TEMPO.CO, Jakarta - Fenomena mendongeng mulai kembali marak dan masyarakat pun tampak antuasias. Memang fenomena mendongeng kini disambut baik oleh peneliti dan pakar dongeng anak, Murti Bunanta. Kata dia, bersemangatnya orang untuk mendongeng merupakan gejala positif. Tapi, kemunculan pencerita-pencerita ini perlu dilengkapi dengan kemampuan mendongeng dan pemilihan dongeng yang tepat.
“Jangan sampai mendongeng hanya sebagai ajang seru-seruan namun minim konten dan tak memberikan nilai baik bagi pendengarnya,” kata Murti yang mengomentari sebuah gelaran Festival Dongeng Internasional Indonesia 2016 yang berlangsung awal November lalu
Mendongeng, Murti memaparkan, harus menarik, bermanfaat, dan berilmu. Anak sebagai pendengar dongeng harus dirangsang untuk mencari tahu lebih dari apa yang ia dengar. Misalnya, anak melanjutkan eksplorasi cerita melalui buku atau bertanya kepada orangtua dan guru.
Proses pemilihan cerita pun harus benar-benar selektif. Sesuaikan cerita dengan usia pendengar, saring pula isi dan pesan yang terkandung dalam cerita. Dari sebuah cerita rakyat yang umumnya berasal dari sumber anonim, ucap dia, bisa berbiak menjadi banyak versi.
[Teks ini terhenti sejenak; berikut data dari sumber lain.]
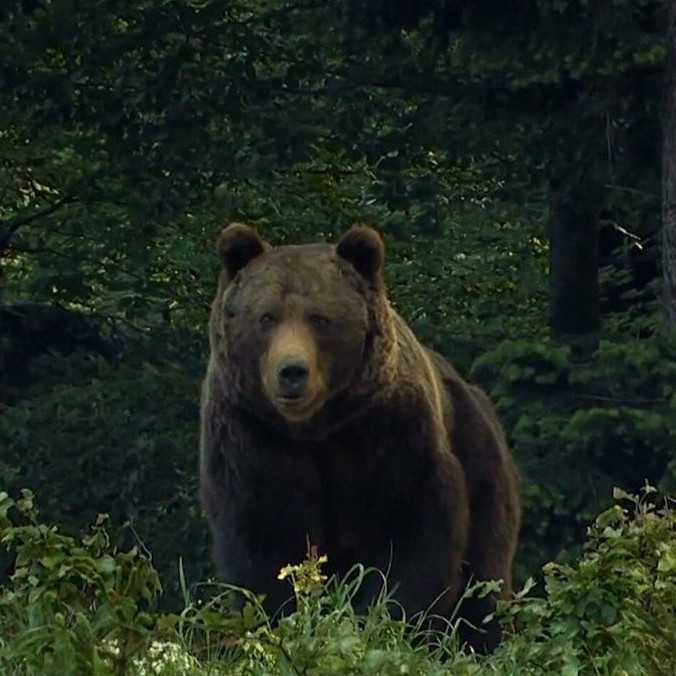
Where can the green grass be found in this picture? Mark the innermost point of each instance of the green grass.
(79, 606)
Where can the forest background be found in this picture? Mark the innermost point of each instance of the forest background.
(511, 153)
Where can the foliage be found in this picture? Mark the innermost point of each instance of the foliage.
(83, 606)
(131, 131)
(589, 424)
(613, 611)
(68, 595)
(138, 462)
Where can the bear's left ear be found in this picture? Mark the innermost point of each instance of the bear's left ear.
(364, 248)
(238, 245)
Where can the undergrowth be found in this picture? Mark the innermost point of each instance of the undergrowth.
(81, 606)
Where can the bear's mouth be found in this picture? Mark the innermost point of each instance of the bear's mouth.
(297, 408)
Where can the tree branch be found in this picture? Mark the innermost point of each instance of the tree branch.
(11, 226)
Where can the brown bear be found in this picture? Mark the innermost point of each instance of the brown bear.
(323, 418)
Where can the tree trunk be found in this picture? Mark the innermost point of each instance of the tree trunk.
(669, 177)
(574, 262)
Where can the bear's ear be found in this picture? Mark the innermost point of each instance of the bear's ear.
(363, 247)
(238, 245)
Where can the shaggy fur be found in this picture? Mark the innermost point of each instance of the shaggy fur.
(393, 461)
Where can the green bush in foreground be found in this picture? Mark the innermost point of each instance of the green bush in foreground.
(81, 607)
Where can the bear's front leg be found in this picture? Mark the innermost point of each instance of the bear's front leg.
(398, 504)
(263, 504)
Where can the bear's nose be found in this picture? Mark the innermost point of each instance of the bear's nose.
(293, 376)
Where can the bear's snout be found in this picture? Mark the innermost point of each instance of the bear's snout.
(292, 377)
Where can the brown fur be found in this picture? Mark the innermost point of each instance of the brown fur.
(388, 457)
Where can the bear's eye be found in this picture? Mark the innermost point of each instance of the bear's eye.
(266, 319)
(320, 321)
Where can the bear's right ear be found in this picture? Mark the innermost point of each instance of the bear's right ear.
(363, 247)
(238, 245)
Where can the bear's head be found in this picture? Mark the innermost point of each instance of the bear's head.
(299, 330)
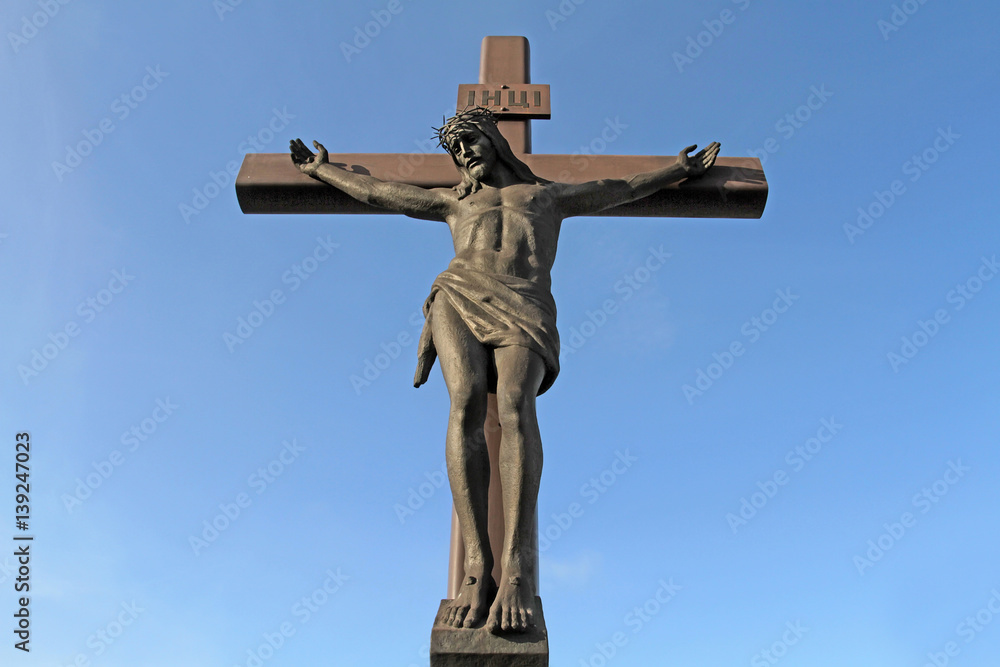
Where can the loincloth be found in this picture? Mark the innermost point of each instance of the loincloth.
(500, 311)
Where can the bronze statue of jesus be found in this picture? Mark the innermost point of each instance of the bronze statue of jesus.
(491, 319)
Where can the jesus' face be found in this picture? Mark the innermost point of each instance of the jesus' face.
(474, 151)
Kisah Bawang Merah dan Bawang Putih, Murti memberi contoh, sudah dibuat dalam sekitar 30 versi cerita.
“Kalau pendongeng mengambil versi Bawang Merah yang selalu menderita, selalu dipukuli, itu jelek. Anak bisa saja tertawa saat diceritakan, tapi bisa membuat dia ikut sadis,” Murti mengungkapkan.
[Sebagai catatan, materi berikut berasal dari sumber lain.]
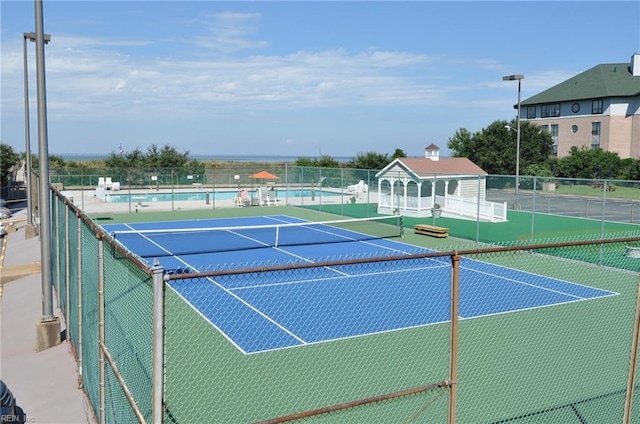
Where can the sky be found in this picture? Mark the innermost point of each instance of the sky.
(294, 78)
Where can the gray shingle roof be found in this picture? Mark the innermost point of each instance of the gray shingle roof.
(445, 166)
(601, 81)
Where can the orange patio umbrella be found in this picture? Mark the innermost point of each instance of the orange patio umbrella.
(265, 175)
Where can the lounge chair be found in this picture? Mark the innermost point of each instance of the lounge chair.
(242, 199)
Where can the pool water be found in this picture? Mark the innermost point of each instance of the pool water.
(202, 195)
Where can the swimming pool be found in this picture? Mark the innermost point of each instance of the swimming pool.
(202, 195)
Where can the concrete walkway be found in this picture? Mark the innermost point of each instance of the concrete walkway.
(45, 384)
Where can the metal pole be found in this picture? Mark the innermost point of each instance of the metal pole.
(628, 403)
(453, 367)
(79, 341)
(67, 268)
(27, 133)
(158, 344)
(101, 339)
(27, 125)
(518, 147)
(44, 192)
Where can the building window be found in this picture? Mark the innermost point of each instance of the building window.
(595, 135)
(596, 107)
(554, 133)
(550, 111)
(531, 112)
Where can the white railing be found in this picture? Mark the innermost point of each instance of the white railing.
(467, 207)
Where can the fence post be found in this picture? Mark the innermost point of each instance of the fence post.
(79, 300)
(101, 361)
(67, 268)
(453, 368)
(628, 402)
(157, 406)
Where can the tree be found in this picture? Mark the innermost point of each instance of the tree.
(589, 163)
(369, 160)
(325, 161)
(9, 159)
(494, 148)
(399, 153)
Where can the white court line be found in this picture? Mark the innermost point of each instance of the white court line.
(345, 276)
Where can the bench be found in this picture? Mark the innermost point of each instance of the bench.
(431, 230)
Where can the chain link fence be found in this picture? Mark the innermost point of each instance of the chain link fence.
(565, 353)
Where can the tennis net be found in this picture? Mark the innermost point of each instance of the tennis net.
(189, 241)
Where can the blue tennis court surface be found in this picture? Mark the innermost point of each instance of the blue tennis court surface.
(281, 309)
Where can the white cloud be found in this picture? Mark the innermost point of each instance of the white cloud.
(229, 32)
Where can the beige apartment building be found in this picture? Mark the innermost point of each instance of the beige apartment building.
(597, 109)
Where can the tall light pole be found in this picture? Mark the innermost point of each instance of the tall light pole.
(48, 327)
(31, 36)
(519, 78)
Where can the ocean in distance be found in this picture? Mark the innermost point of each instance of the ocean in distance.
(228, 158)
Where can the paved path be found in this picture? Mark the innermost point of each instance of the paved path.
(45, 384)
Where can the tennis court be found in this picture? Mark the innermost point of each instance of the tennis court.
(283, 309)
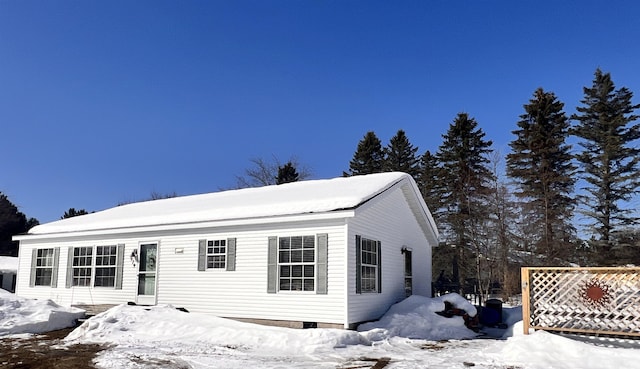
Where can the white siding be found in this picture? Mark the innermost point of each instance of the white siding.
(236, 294)
(388, 219)
(76, 295)
(243, 293)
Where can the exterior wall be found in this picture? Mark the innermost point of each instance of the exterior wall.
(76, 295)
(235, 294)
(7, 278)
(243, 293)
(389, 220)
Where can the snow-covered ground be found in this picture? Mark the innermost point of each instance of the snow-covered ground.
(19, 315)
(410, 335)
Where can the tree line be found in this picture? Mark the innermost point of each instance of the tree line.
(491, 223)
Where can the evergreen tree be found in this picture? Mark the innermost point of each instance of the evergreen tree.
(428, 182)
(287, 174)
(368, 158)
(265, 172)
(609, 158)
(540, 163)
(465, 177)
(401, 156)
(12, 222)
(72, 212)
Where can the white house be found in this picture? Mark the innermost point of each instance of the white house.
(8, 270)
(326, 253)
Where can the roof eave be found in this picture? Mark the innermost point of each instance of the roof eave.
(336, 214)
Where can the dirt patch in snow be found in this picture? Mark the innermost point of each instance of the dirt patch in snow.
(46, 351)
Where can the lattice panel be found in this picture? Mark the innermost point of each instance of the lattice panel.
(588, 300)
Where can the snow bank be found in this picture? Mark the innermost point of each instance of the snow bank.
(8, 264)
(158, 325)
(19, 315)
(542, 350)
(415, 317)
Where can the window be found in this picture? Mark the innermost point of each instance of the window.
(408, 273)
(100, 266)
(296, 263)
(216, 254)
(82, 266)
(106, 259)
(368, 265)
(44, 267)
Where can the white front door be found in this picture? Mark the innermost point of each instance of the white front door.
(147, 268)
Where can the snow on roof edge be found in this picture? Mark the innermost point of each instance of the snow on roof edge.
(313, 196)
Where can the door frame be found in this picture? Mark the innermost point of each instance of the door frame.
(142, 299)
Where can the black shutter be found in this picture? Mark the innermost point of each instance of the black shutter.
(272, 265)
(119, 266)
(379, 267)
(231, 254)
(202, 255)
(358, 264)
(69, 280)
(322, 266)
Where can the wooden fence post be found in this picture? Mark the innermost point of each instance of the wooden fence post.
(526, 303)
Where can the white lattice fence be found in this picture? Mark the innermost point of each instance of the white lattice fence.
(602, 301)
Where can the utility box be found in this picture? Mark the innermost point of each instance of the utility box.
(492, 312)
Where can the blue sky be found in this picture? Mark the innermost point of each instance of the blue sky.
(103, 102)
Selain itu, penting juga memperhatikan bagaimana dongeng dijadikan sebagai sarana menyampaikan nilai-nilai yang universal. Cerita rakyat, kata dia, tidak pernah memuat isu mengenai ras dan agama. Cerita rakyat lahir sudah lama sekali dan tak pernah berhubungan dengan agama atau kepercayaan apapun secara khusus. Itulah mengapa, menurut dia, sebuah cerita rakyat biasanya bisa dinikmati oleh pendengar dari lintas suku, kepercayaan, bahkan negara.